Петр усмехнулся и поглядел на жену, которая, опустив глаза, зардела, что мак алый.
– Ну, теперь, я чай, и вздохнуть пора: смерть умаялся с дороги; печь-то добре горяча; ай да хозяйки – уважили! – произнес Демьян, выходя из-за стола.
Он перекрестился, снял с шестка кожух и полез на печь порасправить старые косточки.
Немного погодя в потемневшей избушке сверкнула лучинка; снова загудело веретено, снова раздалось мерное пощелкивание челнока; старушка подсела к Параше, ребятишки присоединились к ним вместе с котенком – и полились тихие речи, под шумом веретена и прялки, которою управляла подслеповатая хозяйка. Время от времени все смолкало в избушке; каждый, и малый и большой, прислушивался чутким ухом к треску мороза, который стучал в углы и ворота, – и снова гудело веретено, снова продолжались мирные речи…
Быстро проходит зимний вечер за лучиной: ребятишки уже давно прикорнули под образами на лавке; старушка, начинавшая кивать головою, отправилась на печку; Петр и Параша взмостились на теплые полати; лучина угасла; и вскоре все смолкло в избушке Демьяна.
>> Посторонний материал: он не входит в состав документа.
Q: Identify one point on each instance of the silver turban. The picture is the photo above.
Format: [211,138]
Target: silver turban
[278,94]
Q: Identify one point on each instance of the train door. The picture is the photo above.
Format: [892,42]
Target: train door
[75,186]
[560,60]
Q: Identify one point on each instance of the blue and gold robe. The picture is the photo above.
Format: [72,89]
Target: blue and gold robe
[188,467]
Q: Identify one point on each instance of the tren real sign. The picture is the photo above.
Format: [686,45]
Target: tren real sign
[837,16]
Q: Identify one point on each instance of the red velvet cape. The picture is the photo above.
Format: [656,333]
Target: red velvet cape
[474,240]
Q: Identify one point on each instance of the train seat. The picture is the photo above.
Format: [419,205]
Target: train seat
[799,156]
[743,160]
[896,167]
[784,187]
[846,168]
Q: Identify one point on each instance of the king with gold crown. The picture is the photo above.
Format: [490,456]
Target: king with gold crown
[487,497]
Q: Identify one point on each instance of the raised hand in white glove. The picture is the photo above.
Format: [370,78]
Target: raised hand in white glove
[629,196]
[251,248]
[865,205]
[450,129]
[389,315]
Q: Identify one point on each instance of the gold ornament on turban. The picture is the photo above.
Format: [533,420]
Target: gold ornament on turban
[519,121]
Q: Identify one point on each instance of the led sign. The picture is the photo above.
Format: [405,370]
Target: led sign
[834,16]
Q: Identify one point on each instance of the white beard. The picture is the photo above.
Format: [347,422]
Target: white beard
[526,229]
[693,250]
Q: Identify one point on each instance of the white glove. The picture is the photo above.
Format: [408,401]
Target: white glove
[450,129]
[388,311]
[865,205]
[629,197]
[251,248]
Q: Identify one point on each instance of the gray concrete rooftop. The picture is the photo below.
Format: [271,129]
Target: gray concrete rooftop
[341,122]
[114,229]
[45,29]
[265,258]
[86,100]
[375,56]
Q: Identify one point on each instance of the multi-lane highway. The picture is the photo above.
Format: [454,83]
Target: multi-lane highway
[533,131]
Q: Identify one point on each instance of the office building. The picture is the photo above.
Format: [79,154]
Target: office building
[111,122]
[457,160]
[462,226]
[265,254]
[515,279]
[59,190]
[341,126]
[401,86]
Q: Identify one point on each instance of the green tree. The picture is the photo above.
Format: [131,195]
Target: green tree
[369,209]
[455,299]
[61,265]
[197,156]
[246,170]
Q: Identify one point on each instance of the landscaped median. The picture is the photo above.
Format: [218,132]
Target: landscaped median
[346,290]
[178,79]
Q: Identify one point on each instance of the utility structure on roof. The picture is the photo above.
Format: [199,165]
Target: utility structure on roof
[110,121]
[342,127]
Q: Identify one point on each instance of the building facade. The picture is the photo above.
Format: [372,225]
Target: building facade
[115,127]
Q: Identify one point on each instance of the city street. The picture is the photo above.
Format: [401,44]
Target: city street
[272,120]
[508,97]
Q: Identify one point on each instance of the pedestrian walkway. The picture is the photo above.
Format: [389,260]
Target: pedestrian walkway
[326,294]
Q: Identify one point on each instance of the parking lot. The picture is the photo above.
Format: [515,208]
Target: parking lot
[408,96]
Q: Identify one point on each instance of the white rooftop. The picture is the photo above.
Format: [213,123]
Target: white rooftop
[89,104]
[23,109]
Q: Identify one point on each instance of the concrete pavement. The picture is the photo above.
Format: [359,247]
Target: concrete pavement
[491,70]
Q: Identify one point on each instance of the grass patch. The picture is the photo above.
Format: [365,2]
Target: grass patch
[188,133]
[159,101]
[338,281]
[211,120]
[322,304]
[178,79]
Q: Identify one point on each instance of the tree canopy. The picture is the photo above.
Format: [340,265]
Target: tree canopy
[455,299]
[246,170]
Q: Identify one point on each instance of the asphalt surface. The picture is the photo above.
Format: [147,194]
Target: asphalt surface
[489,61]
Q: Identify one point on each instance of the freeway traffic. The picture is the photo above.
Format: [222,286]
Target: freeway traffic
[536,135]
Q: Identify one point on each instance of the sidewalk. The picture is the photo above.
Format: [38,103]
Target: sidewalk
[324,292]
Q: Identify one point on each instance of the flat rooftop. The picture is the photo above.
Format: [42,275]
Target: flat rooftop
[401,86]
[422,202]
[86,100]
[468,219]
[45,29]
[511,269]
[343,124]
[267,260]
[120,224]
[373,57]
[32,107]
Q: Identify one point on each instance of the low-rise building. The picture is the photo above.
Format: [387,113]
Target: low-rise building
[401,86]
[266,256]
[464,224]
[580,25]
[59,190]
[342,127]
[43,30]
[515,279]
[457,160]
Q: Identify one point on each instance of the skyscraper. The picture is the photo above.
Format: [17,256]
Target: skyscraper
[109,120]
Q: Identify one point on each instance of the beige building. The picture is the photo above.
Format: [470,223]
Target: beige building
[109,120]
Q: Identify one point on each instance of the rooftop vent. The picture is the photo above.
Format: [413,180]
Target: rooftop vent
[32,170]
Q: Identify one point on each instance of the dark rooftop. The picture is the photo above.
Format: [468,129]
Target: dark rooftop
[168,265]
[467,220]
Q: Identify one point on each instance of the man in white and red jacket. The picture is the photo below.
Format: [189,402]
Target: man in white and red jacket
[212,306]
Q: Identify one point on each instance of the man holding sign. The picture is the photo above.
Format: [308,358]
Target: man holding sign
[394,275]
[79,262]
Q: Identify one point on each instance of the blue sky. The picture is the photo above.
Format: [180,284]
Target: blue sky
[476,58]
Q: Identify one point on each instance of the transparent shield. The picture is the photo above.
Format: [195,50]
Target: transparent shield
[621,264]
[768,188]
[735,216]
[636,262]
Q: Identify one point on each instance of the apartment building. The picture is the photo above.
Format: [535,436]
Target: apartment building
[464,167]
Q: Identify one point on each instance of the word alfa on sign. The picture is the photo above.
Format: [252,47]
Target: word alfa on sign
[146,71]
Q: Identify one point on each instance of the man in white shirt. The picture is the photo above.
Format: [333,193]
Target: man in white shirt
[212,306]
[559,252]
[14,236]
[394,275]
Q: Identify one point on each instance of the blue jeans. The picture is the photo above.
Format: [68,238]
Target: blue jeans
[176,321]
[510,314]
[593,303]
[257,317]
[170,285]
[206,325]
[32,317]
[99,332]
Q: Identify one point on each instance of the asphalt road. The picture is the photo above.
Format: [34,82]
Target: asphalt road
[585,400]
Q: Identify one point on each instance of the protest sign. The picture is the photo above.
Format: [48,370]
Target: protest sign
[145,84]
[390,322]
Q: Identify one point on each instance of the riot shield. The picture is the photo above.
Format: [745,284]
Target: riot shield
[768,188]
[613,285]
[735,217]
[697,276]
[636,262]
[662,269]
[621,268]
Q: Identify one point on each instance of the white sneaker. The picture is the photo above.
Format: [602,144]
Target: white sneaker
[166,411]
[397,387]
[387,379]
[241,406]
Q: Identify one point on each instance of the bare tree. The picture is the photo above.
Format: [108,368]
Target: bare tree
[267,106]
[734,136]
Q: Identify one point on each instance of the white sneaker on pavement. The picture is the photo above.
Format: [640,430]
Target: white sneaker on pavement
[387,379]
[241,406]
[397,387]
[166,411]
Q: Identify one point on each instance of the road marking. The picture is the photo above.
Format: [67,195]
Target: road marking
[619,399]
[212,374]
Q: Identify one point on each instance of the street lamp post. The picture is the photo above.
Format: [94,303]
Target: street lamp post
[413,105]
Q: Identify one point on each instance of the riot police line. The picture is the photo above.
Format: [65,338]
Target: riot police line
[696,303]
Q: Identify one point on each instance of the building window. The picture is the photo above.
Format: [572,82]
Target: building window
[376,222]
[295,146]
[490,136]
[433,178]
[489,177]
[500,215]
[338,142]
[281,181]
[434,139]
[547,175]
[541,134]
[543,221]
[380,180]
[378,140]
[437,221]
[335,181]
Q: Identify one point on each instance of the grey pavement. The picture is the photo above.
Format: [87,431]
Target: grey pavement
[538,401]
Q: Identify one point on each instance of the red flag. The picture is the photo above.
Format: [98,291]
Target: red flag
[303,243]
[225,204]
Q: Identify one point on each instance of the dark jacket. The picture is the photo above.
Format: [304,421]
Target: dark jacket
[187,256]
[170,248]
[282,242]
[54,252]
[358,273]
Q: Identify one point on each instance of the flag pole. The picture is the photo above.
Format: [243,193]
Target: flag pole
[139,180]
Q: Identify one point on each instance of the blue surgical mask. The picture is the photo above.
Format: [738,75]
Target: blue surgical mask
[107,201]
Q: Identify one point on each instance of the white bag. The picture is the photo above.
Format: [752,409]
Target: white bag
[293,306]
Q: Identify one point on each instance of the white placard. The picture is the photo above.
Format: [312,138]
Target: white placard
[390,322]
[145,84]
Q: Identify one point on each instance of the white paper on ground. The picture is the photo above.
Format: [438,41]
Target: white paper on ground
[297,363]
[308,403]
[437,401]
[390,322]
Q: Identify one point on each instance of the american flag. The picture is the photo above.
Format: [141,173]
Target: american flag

Один лишь сверчок-полунощник тянул дребезжащую песню свою… тише, тише… вдруг остановится, прислушается к мурлыканью котенка, свернувшегося клубочком под печуркой… и снова трещит неугомонная песнь его всю ночь, вплоть до самого света…
1849
Михаил Михайлов
(1829–1865)
Святки
Мне было лет десять от роду, я ходил еще в красной рубашке с кожаным поясом, а при торжественных случаях надевал даже кисейные панталончики, обшитые кружевом, в ту зиму, которую провел я в деревне возлюбленной бабушки моей Алены Михайловны. Как памятна ты мне, далекая пора! Как бьется мое сердце при мысли о панталончиках, обшитых кружевом, о красной рубашке! Как хочется мне помолодеть пятнадцатью годами, когда я думаю о барском доме бабушкиной Кирилловки! Почему, по какому поводу попал я в этот дом именно зимой – я теперь решительно не знаю; помнится мне только, что эта зима была единственное время, прожитое мною под деревенскою кровлею бабушки; каковы бывают весна, лето, и осень в ее поместье – я не видал. Собственно говоря, и зиму-то приходилось мне созерцать большею частью из окон, сквозь стекла двойных рам. Впрочем, бабушка считала необходимостью давать мне подышать чистым воздухом ежедневно после раннего деревенского обеда. Я облачался в очень теплую и вместе с тем очень некрасивую одежду, которую нянюшка Фоминична величала капотом, и выходил на высокое, так называемое крыльцо. Тут мог я, если желал и если не боялся сломать шею, прыгать со ступеньки на ступеньку, мог, сколько душе угодно, тереться и кружиться около жиденьких деревянных колонок, довольно ненадежно поддерживавших тяжелый и нескладный навес крыльца; но этим и должны были ограничиваться мои прогулки; сильное желание побегать по снегу, промочить широкие валеные сапоги, которое я очень часто чувствовал, никогда не осуществлялось, потому что Оленька всегда останавливала меня. А еще Оленька была мне большая приятельница и на дню раз пять принималась играть со мною в карты – в дурачки, в мельники или фофаны. И каким восхитительным, звонким, как серебро, смехом хохотала круглолицая Оленька; как весело блестели ее белые и ровные, словно подобранная одна к одной жемчужины, зубки, когда ей удавалось сплутовать, а я этого не замечу, или когда мне приходилось называться плачевным именем фофана!